- afaramelli3
About this conference
Cartography, the art and science of mapping space, has a history which cannot be separated from issues of power, control and alienation. Indeed, mapping the Americas, Asia and Africa was integral to colonial projects to dominate the land as well as all that inhabited it. As thinkers such as Frantz Fanon and Michel Foucault demonstrate throughout their oeuvres (cf. “On Violence” from The Wretched of the Earth and “Panopticism” from Discipline and Punish), controlling a space directly impacts the psychic development of those who inhabit that space. This is to say that mapping always already has implications that are psychosocial in nature.

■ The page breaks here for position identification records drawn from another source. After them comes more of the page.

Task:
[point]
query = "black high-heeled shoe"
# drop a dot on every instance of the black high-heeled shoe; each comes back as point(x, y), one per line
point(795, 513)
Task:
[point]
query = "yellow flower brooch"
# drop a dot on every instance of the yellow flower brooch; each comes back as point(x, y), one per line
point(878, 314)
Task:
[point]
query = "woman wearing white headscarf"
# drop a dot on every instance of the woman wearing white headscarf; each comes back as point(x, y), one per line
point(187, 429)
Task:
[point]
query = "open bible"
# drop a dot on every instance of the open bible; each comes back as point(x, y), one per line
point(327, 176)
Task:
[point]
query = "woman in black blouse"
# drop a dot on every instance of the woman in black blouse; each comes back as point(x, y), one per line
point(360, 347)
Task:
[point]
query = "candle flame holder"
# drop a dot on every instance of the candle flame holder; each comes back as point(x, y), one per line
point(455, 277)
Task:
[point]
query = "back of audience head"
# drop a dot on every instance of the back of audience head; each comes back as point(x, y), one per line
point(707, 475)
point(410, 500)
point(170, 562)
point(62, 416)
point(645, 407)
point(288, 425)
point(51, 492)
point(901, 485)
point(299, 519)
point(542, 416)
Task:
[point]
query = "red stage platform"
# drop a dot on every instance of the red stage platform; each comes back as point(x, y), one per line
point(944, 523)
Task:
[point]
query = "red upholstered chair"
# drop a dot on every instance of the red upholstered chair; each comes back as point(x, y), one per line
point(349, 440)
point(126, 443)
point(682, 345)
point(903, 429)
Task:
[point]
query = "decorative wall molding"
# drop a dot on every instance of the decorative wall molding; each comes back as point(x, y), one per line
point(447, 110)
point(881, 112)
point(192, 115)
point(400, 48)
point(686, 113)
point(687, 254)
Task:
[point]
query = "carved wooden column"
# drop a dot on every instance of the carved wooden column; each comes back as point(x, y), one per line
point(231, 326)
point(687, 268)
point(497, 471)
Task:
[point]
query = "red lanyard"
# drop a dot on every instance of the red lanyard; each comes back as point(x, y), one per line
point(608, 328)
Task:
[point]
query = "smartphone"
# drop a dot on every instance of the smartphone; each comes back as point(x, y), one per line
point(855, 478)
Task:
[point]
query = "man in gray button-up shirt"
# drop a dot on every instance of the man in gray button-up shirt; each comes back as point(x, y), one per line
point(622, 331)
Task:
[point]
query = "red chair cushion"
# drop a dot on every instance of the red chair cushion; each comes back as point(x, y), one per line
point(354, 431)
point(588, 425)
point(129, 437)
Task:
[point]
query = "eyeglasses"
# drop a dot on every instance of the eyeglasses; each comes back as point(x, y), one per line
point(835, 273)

There is also an important, if often overlooked, history of psychosocial approaches to cartography. Examples of this include: Fanon who was, in the words of his mentor François Tosquelles, first and foremost a thinker of space; Fernand Deligny’s work with non-verbal autistic children mapping how they inhabit space in order to establish therapeutic relationships with them; Félix Guattari famously approached his understanding of the unconscious via cartography, a practice indebted to Deligny; and Jean Oury, Guattari’s long-time collaborator and founder and director of La Borde Clinic, approach to psychotherapy which began with a phenomenological mapping of the clinic. Different from psychogeography and dérive, the afore mentioned practitioners actively mapped space in order to radically reworked it, disalienating the institutional arrangements and the individuals within.

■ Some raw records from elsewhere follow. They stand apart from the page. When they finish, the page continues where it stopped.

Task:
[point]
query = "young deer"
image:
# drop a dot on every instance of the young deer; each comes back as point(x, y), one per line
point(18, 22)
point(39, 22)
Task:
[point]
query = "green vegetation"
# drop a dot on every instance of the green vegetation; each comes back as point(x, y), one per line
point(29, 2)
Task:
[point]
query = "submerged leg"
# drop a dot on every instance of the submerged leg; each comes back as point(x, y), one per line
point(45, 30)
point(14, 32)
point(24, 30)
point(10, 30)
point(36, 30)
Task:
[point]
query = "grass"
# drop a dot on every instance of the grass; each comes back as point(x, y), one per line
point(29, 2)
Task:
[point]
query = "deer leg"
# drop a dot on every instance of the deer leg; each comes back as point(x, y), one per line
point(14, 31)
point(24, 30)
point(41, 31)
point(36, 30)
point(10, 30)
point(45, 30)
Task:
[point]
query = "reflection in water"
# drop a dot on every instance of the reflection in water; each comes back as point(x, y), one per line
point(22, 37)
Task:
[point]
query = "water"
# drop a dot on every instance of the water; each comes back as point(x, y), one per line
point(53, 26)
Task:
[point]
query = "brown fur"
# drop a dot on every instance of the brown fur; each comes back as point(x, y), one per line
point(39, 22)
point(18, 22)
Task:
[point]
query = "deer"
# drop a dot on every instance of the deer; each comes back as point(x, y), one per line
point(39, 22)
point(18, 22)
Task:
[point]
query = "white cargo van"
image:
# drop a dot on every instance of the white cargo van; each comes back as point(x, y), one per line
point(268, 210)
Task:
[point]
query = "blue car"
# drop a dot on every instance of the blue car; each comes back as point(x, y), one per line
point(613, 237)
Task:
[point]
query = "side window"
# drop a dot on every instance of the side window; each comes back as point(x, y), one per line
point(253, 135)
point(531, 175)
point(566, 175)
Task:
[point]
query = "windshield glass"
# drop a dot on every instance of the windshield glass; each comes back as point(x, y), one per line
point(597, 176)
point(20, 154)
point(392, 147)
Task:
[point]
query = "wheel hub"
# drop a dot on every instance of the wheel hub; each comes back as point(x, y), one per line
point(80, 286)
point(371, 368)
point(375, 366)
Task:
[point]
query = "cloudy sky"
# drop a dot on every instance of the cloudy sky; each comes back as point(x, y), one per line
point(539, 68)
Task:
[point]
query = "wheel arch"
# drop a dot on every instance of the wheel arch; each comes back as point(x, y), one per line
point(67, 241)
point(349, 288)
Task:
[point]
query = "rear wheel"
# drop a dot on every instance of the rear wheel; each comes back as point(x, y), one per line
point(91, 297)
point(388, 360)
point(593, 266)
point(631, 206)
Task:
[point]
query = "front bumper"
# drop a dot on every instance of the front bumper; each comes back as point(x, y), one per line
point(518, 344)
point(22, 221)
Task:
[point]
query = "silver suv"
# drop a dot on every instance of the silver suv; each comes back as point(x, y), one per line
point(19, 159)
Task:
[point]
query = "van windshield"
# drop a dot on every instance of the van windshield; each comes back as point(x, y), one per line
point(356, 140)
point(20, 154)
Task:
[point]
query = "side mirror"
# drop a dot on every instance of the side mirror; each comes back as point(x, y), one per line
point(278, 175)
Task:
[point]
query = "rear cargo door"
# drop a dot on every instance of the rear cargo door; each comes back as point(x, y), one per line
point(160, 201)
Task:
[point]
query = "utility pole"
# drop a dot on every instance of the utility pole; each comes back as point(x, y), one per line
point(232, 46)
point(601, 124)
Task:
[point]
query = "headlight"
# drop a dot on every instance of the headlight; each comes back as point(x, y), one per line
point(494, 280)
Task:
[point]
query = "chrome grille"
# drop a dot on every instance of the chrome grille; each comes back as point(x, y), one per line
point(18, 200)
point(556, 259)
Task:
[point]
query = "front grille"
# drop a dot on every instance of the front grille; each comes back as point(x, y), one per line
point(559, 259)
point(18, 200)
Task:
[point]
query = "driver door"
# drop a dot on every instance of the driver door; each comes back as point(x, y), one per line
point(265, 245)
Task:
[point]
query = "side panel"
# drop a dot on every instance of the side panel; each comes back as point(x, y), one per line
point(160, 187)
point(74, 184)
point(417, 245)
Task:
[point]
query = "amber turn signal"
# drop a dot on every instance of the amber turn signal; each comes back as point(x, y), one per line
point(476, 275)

Today, be it in our approaches to issues of racialisation, urban studies, climate change, prison abolition, clinical work in hospitals or care in the community, the need for a psychosocial understanding of cartography is perhaps more urgent than ever. This conference will seek to elicit psychosocial approaches to spaces in order to inform how we might approach the spatial concerns that structure contemporary issues of race, geography, psychotherapy, ecology and politics.
The conference will include a day-long blended (in person and online) programme of panels, talks and a keynote presentation by Anne Querrien followed by a day of experiential interventions.